Dan Williams says he and his guide dog Zodiac have been refused rides by taxi drivers more than 100 times.
The 28-year-old businessman from Cardiff, who is blind, claims Uber drivers have left him standing when they see his dog.
He says it is “horrible discrimination” and plans to mount a legal challenge against the firm.
Uber said: “It is totally unacceptable for drivers to refuse to take a guide dog and we investigate every report.”
Mr Williams’ and other taxi passengers’ experiences are due to be highlighted on BBC programme Rip Off Britain on Tuesday.
He says he has taken to speaking to drivers when booking a cab so they know he has the black Labrador retriever travelling with him.
However, he says he often has to try several before he finds a driver who will take him and his dog.

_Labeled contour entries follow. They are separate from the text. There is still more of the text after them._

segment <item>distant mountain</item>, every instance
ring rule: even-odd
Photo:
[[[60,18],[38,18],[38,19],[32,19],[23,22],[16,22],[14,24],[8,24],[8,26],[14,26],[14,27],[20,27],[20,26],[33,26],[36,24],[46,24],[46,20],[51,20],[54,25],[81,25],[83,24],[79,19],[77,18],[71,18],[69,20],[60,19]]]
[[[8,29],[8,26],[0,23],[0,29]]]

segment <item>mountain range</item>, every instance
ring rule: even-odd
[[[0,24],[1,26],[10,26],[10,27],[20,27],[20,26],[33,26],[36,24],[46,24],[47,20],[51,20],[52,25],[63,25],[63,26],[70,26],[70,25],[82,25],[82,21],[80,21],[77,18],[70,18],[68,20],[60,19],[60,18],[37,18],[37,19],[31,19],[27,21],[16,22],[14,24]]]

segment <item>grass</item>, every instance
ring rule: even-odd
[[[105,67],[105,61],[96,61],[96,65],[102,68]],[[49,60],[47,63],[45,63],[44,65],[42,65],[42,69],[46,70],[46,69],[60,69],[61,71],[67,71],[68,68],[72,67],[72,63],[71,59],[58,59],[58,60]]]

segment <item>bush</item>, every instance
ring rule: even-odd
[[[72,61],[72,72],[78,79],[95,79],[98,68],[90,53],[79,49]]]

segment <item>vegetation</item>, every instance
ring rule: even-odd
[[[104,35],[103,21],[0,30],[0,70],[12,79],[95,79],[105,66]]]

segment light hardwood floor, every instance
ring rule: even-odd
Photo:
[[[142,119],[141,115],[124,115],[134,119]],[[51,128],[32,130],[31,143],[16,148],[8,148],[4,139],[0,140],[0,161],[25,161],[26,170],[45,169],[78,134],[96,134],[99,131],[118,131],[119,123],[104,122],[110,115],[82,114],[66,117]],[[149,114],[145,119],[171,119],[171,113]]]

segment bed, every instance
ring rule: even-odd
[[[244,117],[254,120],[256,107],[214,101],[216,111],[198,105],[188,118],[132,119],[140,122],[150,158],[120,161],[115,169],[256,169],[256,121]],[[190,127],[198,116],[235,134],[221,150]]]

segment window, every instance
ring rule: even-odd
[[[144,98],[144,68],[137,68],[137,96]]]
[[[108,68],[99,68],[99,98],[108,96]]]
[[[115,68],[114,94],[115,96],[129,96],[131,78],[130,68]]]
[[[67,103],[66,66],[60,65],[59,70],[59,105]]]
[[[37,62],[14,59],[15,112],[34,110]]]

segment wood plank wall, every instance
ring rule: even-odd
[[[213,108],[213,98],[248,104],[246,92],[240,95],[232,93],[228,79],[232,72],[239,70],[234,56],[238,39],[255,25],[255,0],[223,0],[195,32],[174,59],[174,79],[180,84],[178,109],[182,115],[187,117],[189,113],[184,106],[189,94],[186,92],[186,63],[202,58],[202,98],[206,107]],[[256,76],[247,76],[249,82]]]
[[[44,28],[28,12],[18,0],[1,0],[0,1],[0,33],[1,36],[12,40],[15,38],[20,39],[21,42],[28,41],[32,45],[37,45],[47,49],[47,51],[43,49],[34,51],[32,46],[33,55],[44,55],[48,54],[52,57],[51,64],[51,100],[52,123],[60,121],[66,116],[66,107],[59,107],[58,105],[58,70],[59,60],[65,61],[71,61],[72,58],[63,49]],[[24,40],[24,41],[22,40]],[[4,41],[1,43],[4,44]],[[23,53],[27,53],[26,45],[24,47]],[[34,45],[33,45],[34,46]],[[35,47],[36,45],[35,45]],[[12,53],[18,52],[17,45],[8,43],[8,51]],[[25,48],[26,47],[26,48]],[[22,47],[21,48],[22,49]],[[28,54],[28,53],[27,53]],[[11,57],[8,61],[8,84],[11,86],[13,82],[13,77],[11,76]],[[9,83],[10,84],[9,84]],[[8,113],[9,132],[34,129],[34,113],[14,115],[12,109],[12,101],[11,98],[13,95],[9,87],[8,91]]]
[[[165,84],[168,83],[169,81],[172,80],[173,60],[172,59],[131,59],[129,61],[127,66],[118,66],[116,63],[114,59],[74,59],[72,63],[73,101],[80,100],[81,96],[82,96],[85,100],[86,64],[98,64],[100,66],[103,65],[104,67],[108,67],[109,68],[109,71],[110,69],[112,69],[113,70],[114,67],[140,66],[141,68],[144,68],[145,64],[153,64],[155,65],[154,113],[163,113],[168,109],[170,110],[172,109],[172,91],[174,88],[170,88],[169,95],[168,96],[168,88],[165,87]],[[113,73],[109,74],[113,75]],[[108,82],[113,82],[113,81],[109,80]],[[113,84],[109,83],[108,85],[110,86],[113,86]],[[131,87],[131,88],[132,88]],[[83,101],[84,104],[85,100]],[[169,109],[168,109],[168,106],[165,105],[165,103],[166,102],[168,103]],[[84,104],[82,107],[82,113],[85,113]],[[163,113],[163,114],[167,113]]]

Sometimes cabbies drive off when they see his dog, while others tell him they are allergic to dog hair and refuse to carry the pair.
Mr Williams has retinitis pigmentosa which causes gradual deterioration in sight.
He has been able to see when drivers leave him standing and he says he has a copy of the unfulfilled bookings recorded in his Uber account.
“It makes you feel like a second-class citizen,” he says.
“It shouldn’t be happening in the 21st Century.”
He likes Uber’s app because he can book and pay for a taxi in one go when he is travelling around the UK.
His firm helps companies to be more inclusive and accessible to people with a visual impairment.
Mr Williams has now taken to trying to book a taxi about an hour before he needs it due to the problems he encounters.
“I’ve been late a number of times,” he says.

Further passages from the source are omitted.